Et c’est ce que nous tentons d’être, ce troisième public !
Donc qu’avez-vous retenu de cette immersion dans le Frac Bretagne ?
Deux expositions qui je l’avoue plombaient encore davantage ce printemps froid et pluvieux, non par leur qualité mais par leurs sujets : le viol pour l’une et la guerre pour l’autre.
Ainsi l’installation de l’artiste sud-africaine Gabrielle Goliath, née en 1983, intitulée « This song is for… Vol 1 » qu’on pourrait traduire par « Cette chanson est dédicacée à … ». Donc à priori musicale sauf que ces chansons ont été choisies par des survivantes de viol et accompagnent. leurs témoignages traumatiques affichés sur les murs mauves couleur de deuil. 6 femmes violées, 6 textes, 6 chansons sauf que ces dernières hoquètent comme sur un disque rayé.

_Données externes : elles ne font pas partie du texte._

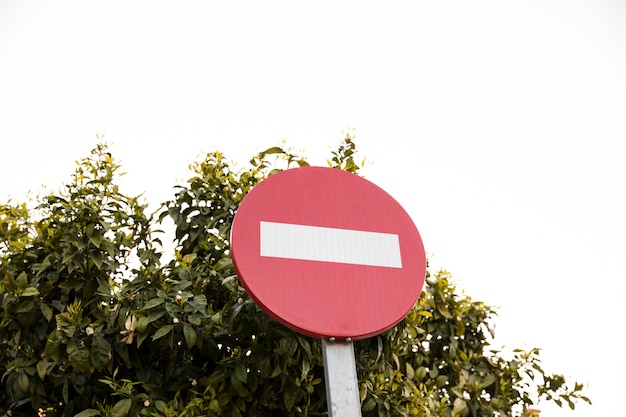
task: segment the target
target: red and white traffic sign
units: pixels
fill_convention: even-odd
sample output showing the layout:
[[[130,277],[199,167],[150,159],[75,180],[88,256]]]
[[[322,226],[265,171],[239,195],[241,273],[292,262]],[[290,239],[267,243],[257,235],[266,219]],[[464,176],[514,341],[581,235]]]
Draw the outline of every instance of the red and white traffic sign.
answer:
[[[233,222],[235,268],[270,316],[300,333],[364,339],[417,301],[422,239],[389,194],[349,172],[302,167],[260,182]]]

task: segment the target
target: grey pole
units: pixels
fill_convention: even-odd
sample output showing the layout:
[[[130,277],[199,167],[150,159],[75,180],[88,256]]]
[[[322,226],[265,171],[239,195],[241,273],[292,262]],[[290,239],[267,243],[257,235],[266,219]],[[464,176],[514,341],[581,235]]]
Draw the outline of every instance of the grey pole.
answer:
[[[354,345],[351,340],[322,340],[329,417],[361,417]]]

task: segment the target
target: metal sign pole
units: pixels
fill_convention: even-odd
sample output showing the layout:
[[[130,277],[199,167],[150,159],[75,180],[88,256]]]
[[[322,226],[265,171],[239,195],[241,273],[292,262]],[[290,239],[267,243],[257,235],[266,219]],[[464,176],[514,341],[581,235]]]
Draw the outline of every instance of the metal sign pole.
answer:
[[[354,345],[351,340],[322,340],[329,417],[361,417]]]

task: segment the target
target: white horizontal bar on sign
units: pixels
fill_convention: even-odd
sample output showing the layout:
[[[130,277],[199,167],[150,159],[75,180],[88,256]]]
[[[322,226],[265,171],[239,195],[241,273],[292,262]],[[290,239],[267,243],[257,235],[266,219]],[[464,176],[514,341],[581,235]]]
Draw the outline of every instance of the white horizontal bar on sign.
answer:
[[[261,222],[261,256],[402,268],[390,233]]]

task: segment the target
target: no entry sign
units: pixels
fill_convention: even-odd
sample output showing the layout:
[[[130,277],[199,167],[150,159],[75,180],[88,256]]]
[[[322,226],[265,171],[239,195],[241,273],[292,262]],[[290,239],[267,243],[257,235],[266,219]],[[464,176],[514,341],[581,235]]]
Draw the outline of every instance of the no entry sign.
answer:
[[[373,183],[332,168],[282,171],[244,198],[235,268],[252,298],[300,333],[370,337],[409,312],[426,257],[406,211]]]

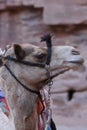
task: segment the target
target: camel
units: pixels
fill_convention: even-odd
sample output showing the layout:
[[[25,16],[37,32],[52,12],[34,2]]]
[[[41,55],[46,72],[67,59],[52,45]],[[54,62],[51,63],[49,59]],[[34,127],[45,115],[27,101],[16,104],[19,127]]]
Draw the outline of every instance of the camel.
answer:
[[[48,49],[31,44],[13,44],[7,49],[5,56],[16,58],[19,62],[3,60],[12,73],[29,89],[39,92],[48,80],[45,67],[21,64],[21,61],[45,64]],[[50,62],[50,78],[83,65],[79,51],[72,46],[52,46]],[[38,130],[37,101],[38,95],[27,91],[9,73],[5,66],[0,70],[2,89],[5,93],[10,115],[8,128],[5,130]],[[3,128],[2,128],[3,129]],[[4,130],[4,129],[3,129]]]

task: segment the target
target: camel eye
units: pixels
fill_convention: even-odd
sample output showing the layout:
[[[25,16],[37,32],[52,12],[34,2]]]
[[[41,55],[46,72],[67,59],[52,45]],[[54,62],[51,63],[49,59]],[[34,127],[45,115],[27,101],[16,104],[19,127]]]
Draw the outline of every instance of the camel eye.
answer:
[[[46,57],[46,54],[44,54],[44,53],[39,53],[36,55],[36,58],[38,58],[38,59],[43,59],[45,57]]]
[[[80,53],[77,50],[72,50],[73,55],[80,55]]]

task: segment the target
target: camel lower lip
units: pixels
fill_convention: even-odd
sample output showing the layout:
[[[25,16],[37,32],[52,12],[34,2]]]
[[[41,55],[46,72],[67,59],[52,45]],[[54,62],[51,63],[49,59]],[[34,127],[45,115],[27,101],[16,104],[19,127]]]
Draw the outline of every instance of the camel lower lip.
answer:
[[[83,64],[83,60],[78,60],[78,61],[69,61],[70,63],[74,63],[74,64]]]

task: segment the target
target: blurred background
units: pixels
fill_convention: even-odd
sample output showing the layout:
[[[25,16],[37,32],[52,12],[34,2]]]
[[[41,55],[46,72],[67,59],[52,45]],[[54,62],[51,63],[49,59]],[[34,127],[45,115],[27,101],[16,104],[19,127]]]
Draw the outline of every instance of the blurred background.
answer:
[[[87,66],[87,0],[0,0],[0,47],[30,43],[72,45]],[[87,69],[68,71],[54,79],[53,118],[58,130],[87,130]]]

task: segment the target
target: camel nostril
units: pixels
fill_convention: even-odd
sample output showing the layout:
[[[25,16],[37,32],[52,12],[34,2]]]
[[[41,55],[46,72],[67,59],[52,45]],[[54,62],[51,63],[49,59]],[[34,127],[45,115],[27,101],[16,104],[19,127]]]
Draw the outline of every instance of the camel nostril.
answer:
[[[75,93],[74,89],[68,90],[68,101],[72,100],[74,93]]]
[[[79,51],[77,51],[77,50],[72,50],[72,54],[73,55],[80,55]]]

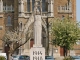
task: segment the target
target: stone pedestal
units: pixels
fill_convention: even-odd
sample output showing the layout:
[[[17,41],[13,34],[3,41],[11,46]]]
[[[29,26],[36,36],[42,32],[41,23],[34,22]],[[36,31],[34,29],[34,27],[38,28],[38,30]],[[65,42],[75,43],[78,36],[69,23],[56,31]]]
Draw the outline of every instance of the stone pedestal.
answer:
[[[30,60],[45,60],[45,49],[33,47],[30,49]]]

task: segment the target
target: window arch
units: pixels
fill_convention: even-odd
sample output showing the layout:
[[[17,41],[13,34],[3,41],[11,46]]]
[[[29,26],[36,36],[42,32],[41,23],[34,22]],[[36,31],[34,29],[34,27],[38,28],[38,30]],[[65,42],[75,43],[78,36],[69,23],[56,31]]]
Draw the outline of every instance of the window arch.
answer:
[[[12,26],[10,16],[7,17],[7,26]]]

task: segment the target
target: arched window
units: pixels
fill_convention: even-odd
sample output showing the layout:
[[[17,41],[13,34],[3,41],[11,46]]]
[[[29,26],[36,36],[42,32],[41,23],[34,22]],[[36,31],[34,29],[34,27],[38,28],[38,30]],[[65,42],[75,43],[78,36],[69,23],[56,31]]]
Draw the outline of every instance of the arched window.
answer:
[[[12,26],[10,16],[7,17],[7,26]]]

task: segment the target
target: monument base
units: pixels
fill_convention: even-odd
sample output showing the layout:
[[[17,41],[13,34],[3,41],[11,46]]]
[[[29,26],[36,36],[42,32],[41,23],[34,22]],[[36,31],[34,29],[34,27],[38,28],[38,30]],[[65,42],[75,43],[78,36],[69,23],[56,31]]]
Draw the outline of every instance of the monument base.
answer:
[[[32,47],[30,49],[30,60],[45,60],[45,48]]]

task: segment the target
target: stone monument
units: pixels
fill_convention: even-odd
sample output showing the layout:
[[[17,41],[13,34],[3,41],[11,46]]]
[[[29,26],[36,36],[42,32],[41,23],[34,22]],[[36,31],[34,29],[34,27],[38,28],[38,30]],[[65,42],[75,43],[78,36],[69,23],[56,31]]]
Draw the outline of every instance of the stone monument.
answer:
[[[42,35],[42,24],[41,24],[41,3],[40,0],[35,0],[34,7],[34,45],[30,49],[30,60],[45,60],[45,49],[42,47],[41,35]],[[39,10],[40,9],[40,10]]]

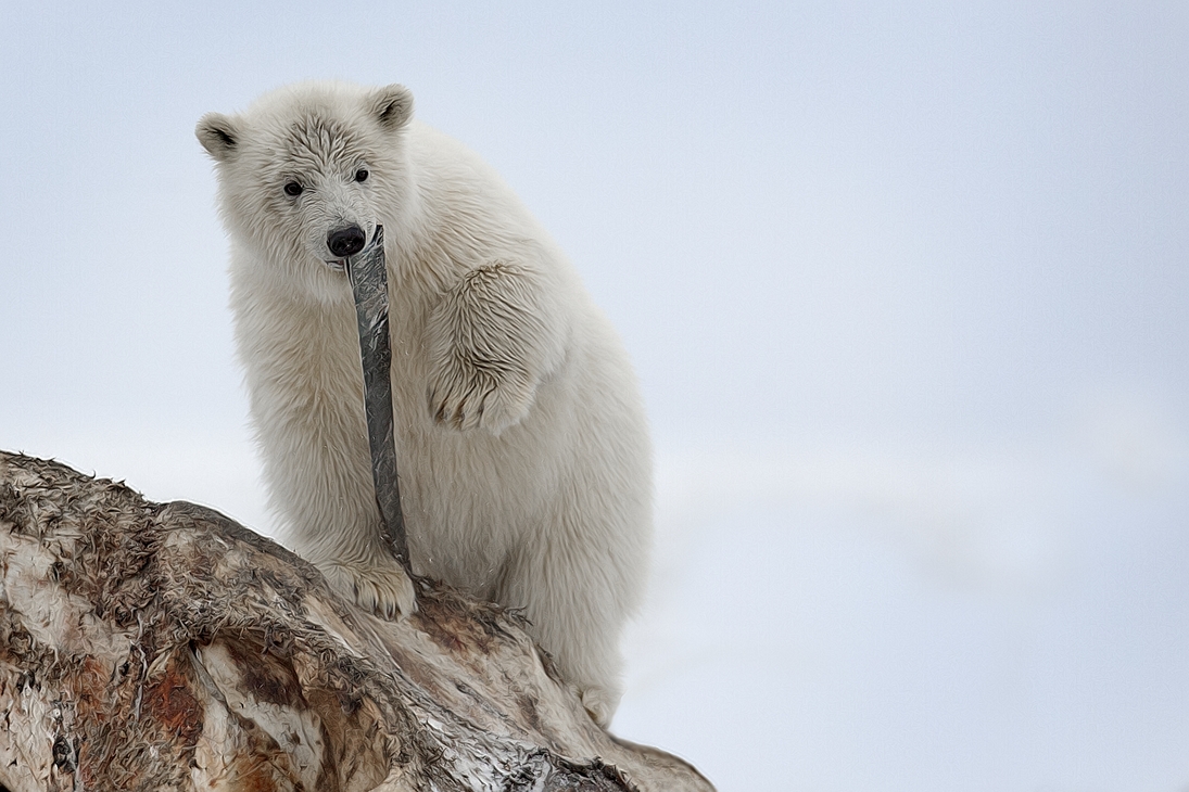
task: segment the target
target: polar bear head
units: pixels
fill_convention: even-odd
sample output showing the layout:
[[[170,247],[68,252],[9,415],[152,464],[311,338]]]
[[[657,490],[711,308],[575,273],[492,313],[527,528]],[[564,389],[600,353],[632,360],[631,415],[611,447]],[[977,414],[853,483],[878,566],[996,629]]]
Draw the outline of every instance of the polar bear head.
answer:
[[[277,274],[325,286],[408,203],[411,116],[403,85],[345,83],[289,85],[239,115],[202,116],[195,132],[216,163],[233,243]]]

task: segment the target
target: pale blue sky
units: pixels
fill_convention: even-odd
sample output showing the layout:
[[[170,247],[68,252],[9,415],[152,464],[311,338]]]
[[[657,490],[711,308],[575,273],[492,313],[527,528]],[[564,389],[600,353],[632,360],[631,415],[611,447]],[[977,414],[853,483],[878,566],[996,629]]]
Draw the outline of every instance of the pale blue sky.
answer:
[[[1174,2],[6,2],[0,448],[268,528],[194,123],[403,82],[640,372],[617,727],[724,791],[1183,788],[1187,42]]]

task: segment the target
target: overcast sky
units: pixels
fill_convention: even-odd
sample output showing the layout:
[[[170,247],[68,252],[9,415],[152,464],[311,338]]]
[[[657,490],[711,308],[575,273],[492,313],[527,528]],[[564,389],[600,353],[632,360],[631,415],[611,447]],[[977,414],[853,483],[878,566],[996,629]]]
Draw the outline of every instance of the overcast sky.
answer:
[[[269,530],[194,125],[402,82],[643,384],[617,728],[723,790],[1183,790],[1187,42],[1176,2],[5,2],[0,448]]]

Quand les plates formes vinyles activées par les visiteurs font entendre les chansons achoppant au bout de quelques minutes, tout est dit des dégâts et des dommages irréversibles infligés à ces femmes.
Je vous ferai grâce de leurs histoires, plus horribles les unes que les autres, quoique comme certaines victimes de sévices sexuels faisant entendre leurs voix enfin, aujourd’hui, ailleurs, nous disent « C’est moi qui ai vécu ces horreurs, vous pouvez bien au moins en prendre connaissance »
Témoigner pour dire, redire, et faire prendre conscience des violences faites aux femmes et notamment en Afrique du Sud, où le taux de viol est le plus élevé au monde, c’est le travail de Gabrielle Goliath.
L’autre exposition évoque la guerre, autre sujet douloureux s’il en est, que pouvez-vous nous en dire ?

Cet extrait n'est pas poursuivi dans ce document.